El rescate del segundo tripulante del F-15 estadounidense eyectado en Irán incluyó un operativo marcado por problemas sobre el terreno, después de que dos de los principales aviones de extracción de Estados Unidos quedaran atascados en la arena y fueran destruidos por bombardeos estadounidenses, según informó Canal 12 con base en fuentes anónimas aparentemente israelíes.
De acuerdo con ese reporte, el oficial de sistemas de armas cayó inconsciente y sufrió una conmoción leve al aterrizar tras eyectarse el viernes por la mañana, lo que le impidió contactar de inmediato con las fuerzas de su país.

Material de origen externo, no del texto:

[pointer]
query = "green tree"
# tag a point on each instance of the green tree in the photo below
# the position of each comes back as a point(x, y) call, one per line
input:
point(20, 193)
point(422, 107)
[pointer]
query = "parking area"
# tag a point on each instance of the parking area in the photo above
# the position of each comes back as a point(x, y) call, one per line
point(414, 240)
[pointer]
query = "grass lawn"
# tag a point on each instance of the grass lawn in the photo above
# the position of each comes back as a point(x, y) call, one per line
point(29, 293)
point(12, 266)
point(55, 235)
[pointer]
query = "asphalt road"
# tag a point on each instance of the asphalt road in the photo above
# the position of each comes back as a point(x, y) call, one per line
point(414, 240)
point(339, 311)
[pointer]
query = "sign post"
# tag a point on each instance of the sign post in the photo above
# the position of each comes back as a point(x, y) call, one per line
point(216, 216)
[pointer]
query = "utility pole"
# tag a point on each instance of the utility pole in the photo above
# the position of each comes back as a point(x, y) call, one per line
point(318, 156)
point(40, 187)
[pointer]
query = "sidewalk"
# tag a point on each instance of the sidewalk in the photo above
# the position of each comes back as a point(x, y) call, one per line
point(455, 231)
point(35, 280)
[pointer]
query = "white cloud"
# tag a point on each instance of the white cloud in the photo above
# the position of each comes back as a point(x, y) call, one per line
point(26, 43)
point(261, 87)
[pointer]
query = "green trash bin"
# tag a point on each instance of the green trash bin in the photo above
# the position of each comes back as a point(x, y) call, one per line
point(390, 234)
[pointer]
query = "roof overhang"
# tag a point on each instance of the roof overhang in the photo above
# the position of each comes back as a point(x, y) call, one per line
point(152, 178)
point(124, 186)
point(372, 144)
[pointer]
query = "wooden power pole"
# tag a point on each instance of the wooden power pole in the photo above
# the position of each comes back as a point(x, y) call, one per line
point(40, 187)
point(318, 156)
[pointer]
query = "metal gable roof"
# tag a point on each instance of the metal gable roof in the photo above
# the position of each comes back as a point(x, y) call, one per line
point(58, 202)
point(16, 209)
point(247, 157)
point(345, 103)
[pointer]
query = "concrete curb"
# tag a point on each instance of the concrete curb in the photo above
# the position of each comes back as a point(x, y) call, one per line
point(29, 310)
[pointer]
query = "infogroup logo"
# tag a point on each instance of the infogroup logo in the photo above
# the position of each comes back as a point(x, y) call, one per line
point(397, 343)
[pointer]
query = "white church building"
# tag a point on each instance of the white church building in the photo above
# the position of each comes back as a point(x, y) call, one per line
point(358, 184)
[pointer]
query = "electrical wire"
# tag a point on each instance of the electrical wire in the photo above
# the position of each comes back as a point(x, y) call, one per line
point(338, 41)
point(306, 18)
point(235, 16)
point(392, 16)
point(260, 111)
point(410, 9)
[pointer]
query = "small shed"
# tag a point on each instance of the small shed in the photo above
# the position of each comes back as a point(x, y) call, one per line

El informe sostiene que recién al mediodía, hora israelí, logró establecer comunicación desde el punto más elevado que encontró, en un intento por evitar ser capturado. Más tarde recorrió entre 10 y 12 kilómetros, se ocultó en una grieta y durante la noche del viernes transmitió una ubicación precisa.
Según las fuentes citadas por el canal, Israel evitó atacar esa zona concreta y aportó inteligencia específica para la operación. Esa versión contradice la explicación estadounidense, que había señalado que la ayuda israelí se limitó a inteligencia de carácter general.
Canal 12 añadió que entre el viernes y el sábado Washington pidió a Israel colaboración para asegurar la supremacía aérea en el área, mientras fuerzas estadounidenses golpeaban “objetivos relevantes”.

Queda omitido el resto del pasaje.